Una squadra matura e con un certo tipo di predisposizione mentale chiude le partite quando ne ha la possibilità, sfrutta i momenti favorevoli e non dà l’opportunità ad un avversario in stato confusionale di rientrare nel match. Dopo la prova opaca di Cosenza, i rosa ieri sera avevano dato segnali incoraggianti dal punto di vista del gioco e anche sul piano della personalità riuscendo a ristabilire la parità e a prendersi gradualmente il totale controllo della partita al cospetto di un Pescara impaurito e tenuto a galla solo da una serie di buonissimi interventi del portiere Fiorillo. Ecco perché l’epilogo dell’incontro, al di là dell’incredulità dipinta sul volto dei giocatori ospiti al triplice fischio dell’arbitro, fa ancora più rabbia. Perché è inconcepibile perdere una partita come quella di ieri. Contro un Pescara particolarmente vulnerabile al netto delle potenzialità di un collettivo comunque in corsa per i playoff e intenzionato, dopo la sconfitta subita a Lecce, ad invertire il trend negativo di risultati.
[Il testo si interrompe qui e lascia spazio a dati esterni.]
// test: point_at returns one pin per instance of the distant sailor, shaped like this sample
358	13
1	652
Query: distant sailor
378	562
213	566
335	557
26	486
Già un pareggio, in casa rosanero, avrebbe lasciato l’amaro in bocca. Figuriamoci una sconfitta. Che vanifica l’obiettivo dell’undici di Stellone di rispondere al successo del Lecce (che ha battuto in casa il Cosenza nel primo posticipo), di sfruttare il pari del Brescia a Verona e allungare in classifica sulle dirette inseguitrici. Missione fallita. Il Palermo, brillante e autoritario dopo il 2-1, al momento opportuno non ha dato il colpo di grazia alla compagine di Pillon (il solito Trajkovski e i suoi compagni di reparto non sanno cosa sia il killer-instinct) ed è stato punito. Non ha voluto scartare i regali concessi dagli svagati difensori biancoazzurri (clamorosa, sul risultato di 2-2, la chance sprecata da Moreo con un tiro di sinistro ad incrociare in seguito ad uno svarione di Gravillon) ed è rimasto con un pugno di mosche in mano. Spiazzato dalle reti di Memushaj (destro da fuori area al 69’) e Scognamiglio a tre minuti dal 90’ con un colpo di testa vincente sugli sviluppi di un corner propiziato da un super intervento di Pomini su una girata di Gravillon. Morale della favola: fino a quando i rosa indosseranno i panni di Penelope, nota per la puntualità con cui riusciva a disfare la tela costruita in precedenza, non potranno fare tanta strada. Per vincere le partite e legittimare le proprie ambizioni in chiave serie A bisogna essere concreti e cinici. Senza pietà – sportivamente parlando ovviamente – nei confronti della squadra avversaria alla quale, se c’è l’opportunità, va sferrato il colpo del definitivo ko. Le partite, altrimenti – e il clamoroso successo di ieri del Pescara (che non vinceva da un mese) ne è una conferma – possono prendere una piega inaspettata. E mandare in frantumi i progetti pianificati in un primo momento.